そこには傘を手に持ち、俺を待つイッセイの姿があった。

 その姿を見た瞬間、さっきまでの緊張が嘘みたいに解けて、胸の奥がじんわりと温かくなった。


 あの雷雨の倉庫以来、イッセイの姿を見るだけで、なんだか心臓が少し変な動きをする。

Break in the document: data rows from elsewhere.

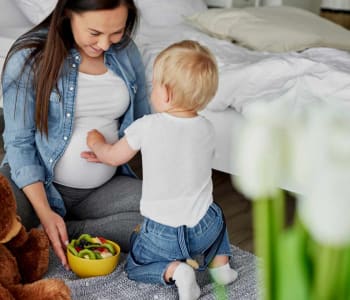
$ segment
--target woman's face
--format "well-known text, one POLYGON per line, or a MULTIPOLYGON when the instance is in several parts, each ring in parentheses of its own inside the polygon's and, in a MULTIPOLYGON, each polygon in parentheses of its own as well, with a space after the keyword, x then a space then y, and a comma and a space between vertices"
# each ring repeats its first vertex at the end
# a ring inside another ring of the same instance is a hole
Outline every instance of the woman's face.
POLYGON ((70 12, 69 16, 75 44, 81 55, 97 58, 103 55, 111 44, 122 39, 128 9, 125 5, 120 5, 108 10, 70 12))

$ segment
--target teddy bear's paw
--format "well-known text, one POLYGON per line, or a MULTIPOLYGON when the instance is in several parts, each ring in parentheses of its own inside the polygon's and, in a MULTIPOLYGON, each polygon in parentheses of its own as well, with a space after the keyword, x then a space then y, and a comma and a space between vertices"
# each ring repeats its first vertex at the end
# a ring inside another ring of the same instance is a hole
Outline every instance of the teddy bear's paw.
POLYGON ((1 300, 15 300, 15 298, 11 295, 10 291, 3 287, 0 283, 0 299, 1 300))
POLYGON ((42 279, 23 285, 20 299, 71 300, 71 293, 63 280, 42 279))
POLYGON ((49 241, 46 234, 42 230, 32 229, 27 242, 16 249, 16 258, 23 282, 41 279, 49 265, 49 241))

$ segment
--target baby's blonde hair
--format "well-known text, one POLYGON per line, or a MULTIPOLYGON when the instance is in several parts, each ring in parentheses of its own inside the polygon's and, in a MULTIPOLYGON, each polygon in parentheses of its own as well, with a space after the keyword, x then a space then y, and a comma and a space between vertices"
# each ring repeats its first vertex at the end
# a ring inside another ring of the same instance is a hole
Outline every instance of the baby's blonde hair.
POLYGON ((218 88, 218 68, 211 52, 196 41, 184 40, 159 53, 153 80, 164 85, 175 107, 199 111, 218 88))

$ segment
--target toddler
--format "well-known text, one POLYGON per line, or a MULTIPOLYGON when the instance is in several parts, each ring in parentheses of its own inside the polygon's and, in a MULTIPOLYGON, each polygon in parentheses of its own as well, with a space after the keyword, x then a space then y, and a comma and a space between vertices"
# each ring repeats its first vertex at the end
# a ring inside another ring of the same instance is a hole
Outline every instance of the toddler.
POLYGON ((136 281, 175 284, 180 300, 200 296, 194 268, 208 266, 219 284, 237 278, 223 213, 212 197, 214 129, 198 115, 217 86, 217 65, 207 48, 189 40, 173 44, 154 62, 157 113, 136 120, 115 144, 89 132, 91 152, 82 153, 91 162, 120 165, 141 151, 144 222, 132 235, 125 270, 136 281))

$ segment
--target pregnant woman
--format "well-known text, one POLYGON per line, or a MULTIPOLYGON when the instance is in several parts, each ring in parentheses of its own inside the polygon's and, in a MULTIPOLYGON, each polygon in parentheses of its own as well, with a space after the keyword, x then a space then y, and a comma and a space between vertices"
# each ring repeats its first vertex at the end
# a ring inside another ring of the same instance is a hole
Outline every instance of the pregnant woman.
POLYGON ((132 41, 137 19, 132 0, 59 0, 4 65, 0 176, 11 180, 23 224, 43 226, 66 268, 69 238, 102 235, 128 251, 142 222, 141 181, 131 169, 80 158, 92 128, 112 143, 150 112, 132 41))

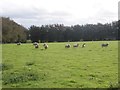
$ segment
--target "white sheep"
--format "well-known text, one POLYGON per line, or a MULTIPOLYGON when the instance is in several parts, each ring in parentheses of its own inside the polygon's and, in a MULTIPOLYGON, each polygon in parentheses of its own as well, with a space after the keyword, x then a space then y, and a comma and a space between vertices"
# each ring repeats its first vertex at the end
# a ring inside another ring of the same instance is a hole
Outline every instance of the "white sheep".
POLYGON ((38 45, 38 44, 36 44, 36 45, 35 45, 35 48, 39 48, 39 45, 38 45))
POLYGON ((48 48, 48 45, 47 45, 46 43, 44 43, 44 44, 43 44, 43 47, 44 47, 45 49, 47 49, 47 48, 48 48))
POLYGON ((39 48, 39 44, 37 42, 34 42, 33 45, 35 46, 35 48, 39 48))
POLYGON ((79 46, 79 44, 78 44, 78 43, 73 45, 73 47, 78 47, 78 46, 79 46))
POLYGON ((21 45, 21 42, 18 42, 17 45, 21 45))
POLYGON ((66 44, 66 45, 65 45, 65 48, 70 48, 70 47, 71 47, 70 44, 66 44))
POLYGON ((33 45, 38 45, 38 43, 37 43, 37 42, 34 42, 33 45))

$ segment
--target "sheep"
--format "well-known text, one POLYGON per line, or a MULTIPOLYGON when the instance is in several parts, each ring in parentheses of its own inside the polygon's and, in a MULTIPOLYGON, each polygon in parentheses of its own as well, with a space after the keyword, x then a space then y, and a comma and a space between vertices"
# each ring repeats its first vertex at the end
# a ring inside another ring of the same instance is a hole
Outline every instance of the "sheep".
POLYGON ((78 46, 79 46, 79 44, 78 44, 78 43, 73 45, 73 47, 78 47, 78 46))
POLYGON ((103 48, 103 47, 108 47, 108 45, 109 45, 109 44, 106 43, 106 44, 102 44, 101 46, 102 46, 102 48, 103 48))
POLYGON ((33 45, 35 46, 35 48, 39 48, 39 44, 37 42, 34 42, 33 45))
POLYGON ((37 42, 34 42, 33 45, 38 45, 38 43, 37 43, 37 42))
POLYGON ((38 45, 38 44, 36 44, 36 45, 35 45, 35 48, 39 48, 39 45, 38 45))
POLYGON ((65 48, 70 48, 70 47, 71 47, 70 44, 66 44, 66 45, 65 45, 65 48))
POLYGON ((44 43, 44 44, 43 44, 43 47, 44 47, 45 49, 47 49, 47 48, 48 48, 48 45, 47 45, 46 43, 44 43))
POLYGON ((83 45, 82 45, 82 48, 84 48, 85 47, 85 43, 83 43, 83 45))
POLYGON ((21 45, 21 42, 18 42, 17 45, 21 45))

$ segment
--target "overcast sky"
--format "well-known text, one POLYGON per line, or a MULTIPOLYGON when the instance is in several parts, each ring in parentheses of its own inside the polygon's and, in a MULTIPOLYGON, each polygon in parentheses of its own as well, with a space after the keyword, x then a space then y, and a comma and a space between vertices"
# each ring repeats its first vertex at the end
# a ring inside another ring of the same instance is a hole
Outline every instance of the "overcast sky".
POLYGON ((30 27, 96 24, 118 20, 119 0, 0 0, 0 16, 30 27))

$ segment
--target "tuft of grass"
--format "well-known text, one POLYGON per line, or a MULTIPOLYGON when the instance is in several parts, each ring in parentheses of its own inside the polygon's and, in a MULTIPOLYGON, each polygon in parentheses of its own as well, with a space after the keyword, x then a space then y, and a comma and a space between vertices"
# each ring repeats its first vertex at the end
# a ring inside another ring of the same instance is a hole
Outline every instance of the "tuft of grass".
POLYGON ((77 83, 75 80, 70 80, 69 82, 70 83, 77 83))
POLYGON ((110 82, 110 84, 109 84, 109 88, 118 88, 118 87, 119 87, 118 82, 116 82, 116 83, 110 82))
POLYGON ((26 66, 31 66, 31 65, 34 65, 34 64, 35 64, 34 61, 29 61, 29 62, 26 62, 26 63, 25 63, 26 66))
POLYGON ((91 77, 97 77, 97 75, 95 75, 95 74, 89 74, 89 76, 91 76, 91 77))
POLYGON ((9 69, 12 69, 13 68, 13 65, 12 64, 8 64, 8 63, 2 63, 0 64, 0 71, 1 70, 9 70, 9 69))

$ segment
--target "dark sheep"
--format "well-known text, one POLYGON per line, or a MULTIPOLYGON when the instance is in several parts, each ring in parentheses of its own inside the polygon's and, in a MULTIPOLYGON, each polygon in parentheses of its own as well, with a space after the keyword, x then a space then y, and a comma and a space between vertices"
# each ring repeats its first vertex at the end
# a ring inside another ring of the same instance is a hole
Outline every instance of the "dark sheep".
POLYGON ((109 44, 106 43, 106 44, 102 44, 101 46, 102 46, 102 48, 103 48, 103 47, 108 47, 108 45, 109 45, 109 44))

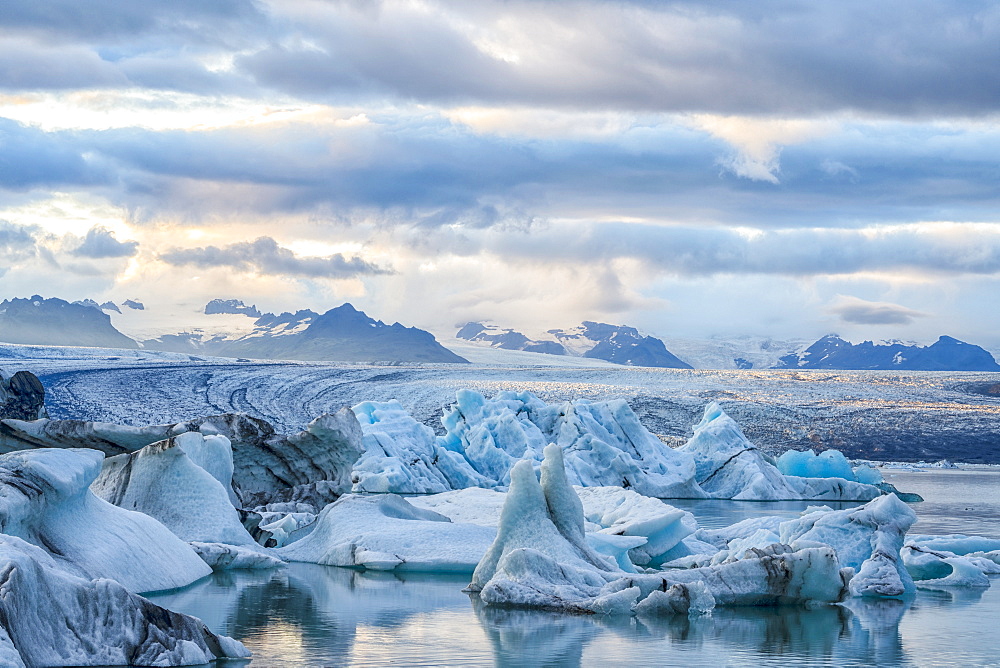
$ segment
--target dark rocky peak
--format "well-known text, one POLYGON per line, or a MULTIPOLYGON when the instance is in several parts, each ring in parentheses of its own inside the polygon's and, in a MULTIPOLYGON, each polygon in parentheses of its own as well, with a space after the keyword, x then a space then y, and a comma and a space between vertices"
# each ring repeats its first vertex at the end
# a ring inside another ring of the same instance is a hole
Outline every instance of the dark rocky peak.
POLYGON ((263 315, 263 313, 257 310, 256 304, 247 306, 239 299, 213 299, 205 304, 205 315, 215 315, 217 313, 245 315, 251 318, 259 318, 263 315))
POLYGON ((126 299, 125 301, 122 302, 122 306, 127 306, 128 308, 134 309, 136 311, 146 310, 146 306, 142 302, 136 299, 126 299))

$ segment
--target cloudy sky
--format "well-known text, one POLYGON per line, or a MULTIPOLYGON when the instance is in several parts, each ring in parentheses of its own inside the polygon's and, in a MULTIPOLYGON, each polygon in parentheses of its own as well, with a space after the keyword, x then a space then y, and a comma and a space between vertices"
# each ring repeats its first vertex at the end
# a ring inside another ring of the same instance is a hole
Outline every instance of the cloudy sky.
POLYGON ((4 0, 0 296, 1000 348, 1000 6, 4 0))

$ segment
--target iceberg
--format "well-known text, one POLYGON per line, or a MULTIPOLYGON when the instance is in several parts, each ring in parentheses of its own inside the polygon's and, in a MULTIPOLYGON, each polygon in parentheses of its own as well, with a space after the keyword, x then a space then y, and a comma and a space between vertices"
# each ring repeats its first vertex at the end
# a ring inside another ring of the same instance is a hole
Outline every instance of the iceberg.
MULTIPOLYGON (((587 542, 599 553, 615 557, 618 565, 630 572, 635 566, 659 566, 697 528, 691 513, 629 489, 573 489, 583 504, 587 542)), ((408 501, 453 522, 496 528, 505 499, 503 492, 469 488, 408 501)))
POLYGON ((860 508, 818 510, 783 522, 781 541, 831 545, 844 566, 858 569, 851 579, 853 596, 897 597, 912 594, 913 578, 900 550, 907 530, 917 521, 913 510, 895 494, 860 508))
MULTIPOLYGON (((788 450, 778 457, 778 470, 800 478, 843 478, 858 482, 850 462, 839 450, 788 450)), ((879 480, 881 482, 881 480, 879 480)))
POLYGON ((307 527, 308 535, 275 550, 288 561, 379 571, 471 573, 496 532, 451 522, 395 494, 347 494, 307 527))
POLYGON ((770 545, 705 568, 629 574, 581 540, 583 506, 545 449, 542 480, 515 464, 496 540, 468 591, 487 605, 598 614, 702 614, 715 605, 833 603, 853 573, 829 546, 770 545))
POLYGON ((194 617, 113 580, 68 573, 41 548, 0 534, 4 666, 185 666, 249 656, 194 617))
POLYGON ((229 439, 185 432, 105 459, 90 488, 109 503, 155 518, 213 568, 280 565, 241 522, 230 499, 232 471, 229 439))
POLYGON ((445 411, 441 446, 461 454, 497 486, 510 482, 515 462, 541 462, 546 445, 564 451, 566 475, 584 487, 615 486, 659 498, 705 498, 689 457, 664 445, 623 399, 559 405, 530 392, 493 399, 460 390, 445 411))
POLYGON ((70 574, 116 580, 133 592, 182 587, 211 573, 158 521, 90 491, 103 459, 82 449, 0 455, 0 532, 42 548, 70 574))
POLYGON ((353 491, 433 494, 496 484, 459 453, 439 446, 434 430, 414 420, 398 401, 365 401, 353 410, 365 448, 351 473, 353 491))
POLYGON ((715 499, 870 501, 882 494, 873 485, 842 478, 784 475, 714 402, 678 452, 694 459, 698 484, 715 499))
POLYGON ((1000 565, 984 558, 958 556, 913 544, 903 546, 903 564, 918 587, 990 586, 987 573, 1000 573, 1000 565))
POLYGON ((185 432, 229 439, 233 492, 244 508, 282 501, 322 507, 351 490, 351 469, 364 452, 361 426, 349 408, 321 415, 290 436, 277 434, 269 423, 244 413, 146 427, 82 420, 2 420, 0 452, 91 448, 114 456, 185 432))

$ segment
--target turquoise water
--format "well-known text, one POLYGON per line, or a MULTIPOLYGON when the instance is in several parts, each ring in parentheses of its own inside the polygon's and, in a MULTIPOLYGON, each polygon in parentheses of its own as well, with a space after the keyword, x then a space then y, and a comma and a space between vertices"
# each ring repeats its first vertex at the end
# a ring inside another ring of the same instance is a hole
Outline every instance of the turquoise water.
MULTIPOLYGON (((1000 537, 1000 474, 899 473, 920 533, 1000 537), (948 516, 947 513, 954 513, 948 516)), ((705 526, 805 503, 689 502, 705 526)), ((909 601, 716 609, 710 617, 610 619, 498 610, 468 578, 370 574, 309 564, 216 573, 153 598, 243 641, 252 666, 987 666, 1000 665, 1000 579, 987 590, 920 590, 909 601)))

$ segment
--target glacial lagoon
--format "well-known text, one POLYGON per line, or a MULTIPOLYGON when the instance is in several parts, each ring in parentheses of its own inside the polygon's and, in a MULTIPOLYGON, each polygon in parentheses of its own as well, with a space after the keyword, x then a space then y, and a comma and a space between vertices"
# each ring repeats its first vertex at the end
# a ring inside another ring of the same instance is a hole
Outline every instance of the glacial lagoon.
MULTIPOLYGON (((1000 537, 1000 469, 885 469, 921 494, 912 533, 1000 537)), ((793 517, 809 502, 675 502, 706 527, 793 517)), ((840 504, 846 507, 851 504, 840 504)), ((215 573, 151 596, 284 666, 989 666, 1000 665, 1000 579, 910 600, 816 609, 717 608, 711 616, 609 618, 483 606, 468 577, 312 564, 215 573)), ((228 665, 246 665, 234 662, 228 665)))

「ソウシ、面談はどうだった? ……赤点、大丈夫だったかい?」


 イッセイが心配そうに声をかけてくれる。


「うん、ギリギリセーフ! イッセイ、俺、今日からヒーラーの勉強もするわ。お前が怪我した時、俺が真っ先に治してやりたいからさ!」


「……え?」


 イッセイは見たこともないくらい、きょとんとした顔で固まった。

 あ、そうだ! 俺、大事なことを忘れてた!


「あっ、ゴメン! もうちょい待っててくれる? 体育科に傘忘れてきたから、ダッシュで取ってくる!」


 俺はそう叫ぶなり、イッセイをその場に置いて、今来た廊下を再び全力で駆け出した。


 走る俺の背中に、激しい雨音に混じって、残されたイッセイの困ったような、焦ったような呟きが聞こえた気がした。


『……今の、プロポーズに近いって自覚はあるのかな……』


イッセイのその独り言は、誰にも聞こえずに雨の音にかき消されたはずなのに。

 なぜか俺の耳の奥にこびりついて離れなくて、

走りながら、顔が急激に熱くなっていくのを止められなかった。